A group of cybersecurity researchers including Khoury faculty Alina Oprea and Cristina Nita-Rotaru pose for a photo in a lab next to a Cybersecurity and Privacy Institute banner

Security of LLM Agents

Postdoctoral researcher

Students

Project description

AI agents with increased levels of autonomy are being deployed in safety critical applications, such as healthcare, finance, and cybersecurity. These agents, built on top of large language models (LLMs), are becoming increasingly competitive at automating complex tasks performed by humans, by leveraging access to tools installed on user devices, external resources, and interacting with other AI agents autonomously. These agents might get access to personal sensitive information, such as email, calendar, photos, and location, especially when running on user devices. Unfortunately, the enhanced functionality of AI agents broadens the attack surface of agentic systems, which includes multiple security risks: prompt injection, agent hijacking, propagating malware, and leakage of sensitive user data. Several challenges in securing AI agentic systems remain, including providing secure mechanisms for agent discovery and communication, agent oversight, and protection against attacks such as prompt injection.

a diagram showing a model of security for LLM agents. There are devices separated into groups of on-device data, LLM agent, external data, and malicious agent.

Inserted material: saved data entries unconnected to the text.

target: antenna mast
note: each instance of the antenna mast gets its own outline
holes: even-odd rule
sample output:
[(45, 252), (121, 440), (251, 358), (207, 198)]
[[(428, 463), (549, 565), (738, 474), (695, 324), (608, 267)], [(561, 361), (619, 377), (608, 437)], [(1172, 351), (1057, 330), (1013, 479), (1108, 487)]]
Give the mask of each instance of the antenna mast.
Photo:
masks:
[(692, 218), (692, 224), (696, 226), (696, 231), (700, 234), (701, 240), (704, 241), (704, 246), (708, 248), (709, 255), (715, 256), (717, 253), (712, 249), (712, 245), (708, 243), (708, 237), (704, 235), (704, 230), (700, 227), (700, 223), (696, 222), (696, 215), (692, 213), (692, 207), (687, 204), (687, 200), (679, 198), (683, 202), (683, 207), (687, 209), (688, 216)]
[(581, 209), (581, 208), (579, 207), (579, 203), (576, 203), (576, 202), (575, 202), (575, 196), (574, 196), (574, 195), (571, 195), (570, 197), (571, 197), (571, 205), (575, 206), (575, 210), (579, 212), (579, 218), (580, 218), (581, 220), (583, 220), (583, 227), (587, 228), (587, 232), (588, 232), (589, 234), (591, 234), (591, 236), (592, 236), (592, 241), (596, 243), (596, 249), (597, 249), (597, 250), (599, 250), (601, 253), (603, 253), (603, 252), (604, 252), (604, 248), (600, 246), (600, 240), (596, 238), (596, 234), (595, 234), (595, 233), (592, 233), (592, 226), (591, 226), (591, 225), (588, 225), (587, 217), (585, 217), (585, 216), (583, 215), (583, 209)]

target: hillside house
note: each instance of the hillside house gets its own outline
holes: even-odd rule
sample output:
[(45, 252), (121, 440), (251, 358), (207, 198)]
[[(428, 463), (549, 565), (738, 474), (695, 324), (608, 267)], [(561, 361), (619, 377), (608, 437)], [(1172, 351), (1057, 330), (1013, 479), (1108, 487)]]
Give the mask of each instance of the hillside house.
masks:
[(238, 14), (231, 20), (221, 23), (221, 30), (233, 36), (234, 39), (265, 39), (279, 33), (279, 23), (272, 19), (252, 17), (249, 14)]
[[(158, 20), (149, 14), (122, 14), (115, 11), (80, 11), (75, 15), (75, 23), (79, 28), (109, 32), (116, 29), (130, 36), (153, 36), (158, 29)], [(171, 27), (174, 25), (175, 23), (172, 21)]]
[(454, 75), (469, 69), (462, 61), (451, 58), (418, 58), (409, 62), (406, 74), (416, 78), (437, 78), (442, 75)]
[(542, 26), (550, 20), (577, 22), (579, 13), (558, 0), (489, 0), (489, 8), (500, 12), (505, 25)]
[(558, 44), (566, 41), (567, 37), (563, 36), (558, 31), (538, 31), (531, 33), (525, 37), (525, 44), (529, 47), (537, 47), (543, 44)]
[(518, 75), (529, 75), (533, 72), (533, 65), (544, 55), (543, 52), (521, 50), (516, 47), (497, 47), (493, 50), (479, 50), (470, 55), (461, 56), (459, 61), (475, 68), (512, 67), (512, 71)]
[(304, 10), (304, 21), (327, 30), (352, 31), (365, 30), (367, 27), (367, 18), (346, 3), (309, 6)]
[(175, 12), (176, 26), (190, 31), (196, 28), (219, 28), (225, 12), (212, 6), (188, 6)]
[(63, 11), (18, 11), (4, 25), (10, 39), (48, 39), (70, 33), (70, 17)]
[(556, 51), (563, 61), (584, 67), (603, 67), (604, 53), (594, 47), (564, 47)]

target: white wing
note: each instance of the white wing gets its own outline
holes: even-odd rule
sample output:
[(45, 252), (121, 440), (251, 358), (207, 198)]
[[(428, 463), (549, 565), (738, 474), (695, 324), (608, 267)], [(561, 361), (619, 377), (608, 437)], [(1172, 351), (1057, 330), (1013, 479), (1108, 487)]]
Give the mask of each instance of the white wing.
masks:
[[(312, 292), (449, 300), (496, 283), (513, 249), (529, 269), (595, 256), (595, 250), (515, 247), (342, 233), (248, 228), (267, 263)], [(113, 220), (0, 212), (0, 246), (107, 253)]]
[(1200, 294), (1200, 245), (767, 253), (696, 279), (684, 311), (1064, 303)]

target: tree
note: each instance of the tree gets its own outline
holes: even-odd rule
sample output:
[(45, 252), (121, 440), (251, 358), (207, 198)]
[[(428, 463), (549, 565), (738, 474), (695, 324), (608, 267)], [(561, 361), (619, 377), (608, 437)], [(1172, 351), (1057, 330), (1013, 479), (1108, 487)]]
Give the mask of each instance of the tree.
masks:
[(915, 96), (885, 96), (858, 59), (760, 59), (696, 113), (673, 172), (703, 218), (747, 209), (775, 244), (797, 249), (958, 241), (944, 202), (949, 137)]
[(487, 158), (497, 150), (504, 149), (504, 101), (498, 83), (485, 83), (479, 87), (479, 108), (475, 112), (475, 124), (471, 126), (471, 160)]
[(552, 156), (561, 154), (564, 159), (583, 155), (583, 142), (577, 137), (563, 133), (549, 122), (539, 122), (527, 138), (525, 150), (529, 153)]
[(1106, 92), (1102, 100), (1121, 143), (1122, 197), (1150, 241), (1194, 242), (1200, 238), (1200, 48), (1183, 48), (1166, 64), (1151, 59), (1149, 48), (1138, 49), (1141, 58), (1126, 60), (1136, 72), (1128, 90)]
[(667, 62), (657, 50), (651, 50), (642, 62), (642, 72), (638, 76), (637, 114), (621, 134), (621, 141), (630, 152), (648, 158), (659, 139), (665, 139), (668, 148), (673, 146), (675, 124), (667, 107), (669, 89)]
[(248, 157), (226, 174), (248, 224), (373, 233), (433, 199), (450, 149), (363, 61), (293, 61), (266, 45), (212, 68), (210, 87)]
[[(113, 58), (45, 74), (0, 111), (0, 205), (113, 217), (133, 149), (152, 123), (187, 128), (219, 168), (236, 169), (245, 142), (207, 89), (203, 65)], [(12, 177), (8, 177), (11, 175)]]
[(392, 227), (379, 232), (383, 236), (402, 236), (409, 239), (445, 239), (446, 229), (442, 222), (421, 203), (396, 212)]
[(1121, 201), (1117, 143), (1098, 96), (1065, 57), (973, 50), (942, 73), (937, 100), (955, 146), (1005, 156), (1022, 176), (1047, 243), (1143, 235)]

SAGA: A Security Architecture for Governing AI Agentic Systems. We propose SAGA, a framework for governing LLM agent deployment, designed to enhance security while offering user oversight on their agents’ lifecycle. SAGA employs a centralized Provider  that maintains agents’ contact information and user-defined access control policies, enabling users to register their agents and enforce their policies on inter-agent communication. SAGA introduces a cryptographic mechanism for deriving access control tokens, that offers fine-grained control over an agent’s interaction with other agents, providing formal security guarantees. We evaluate SAGA on several agentic tasks, using agents in different geolocations, and multiple on-device and cloud LLMs. SAGA scales well and can support millions of agents while maintaining minimal overhead throughout the entire agent lifecycle, from registration to deactivation. 

A Security Architecture for LLM-Integrated App Systems. LLM-integrated app systems extend the utility of Large Language Models (LLMs) with third-party apps that are invoked by a system LLM using interleaved planning and execution phases to answer user queries. These systems introduce new attack vectors where malicious apps can cause integrity violations of planning or execution, availability breakdown, or privacy compromise during execution. We propose Abstract-Concrete-Execute (ACE), a new secure architecture for LLM-integrated app systems that provides security guarantees for system planning and execution. Specifically, ACE decouples planning into two phases by first creating an abstract execution plan using only trusted information, and then mapping the abstract plan to a concrete plan using installed system apps. We verify that the plans generated by our system satisfy user-specified secure information flow constraints via static analysis on the structured plan output. During execution, ACE enforces data and capability barriers between apps, and ensures that the execution is conducted according to the trusted abstract plan. Our architecture represents a significant advancement towards hardening LLM-based systems using system security principles.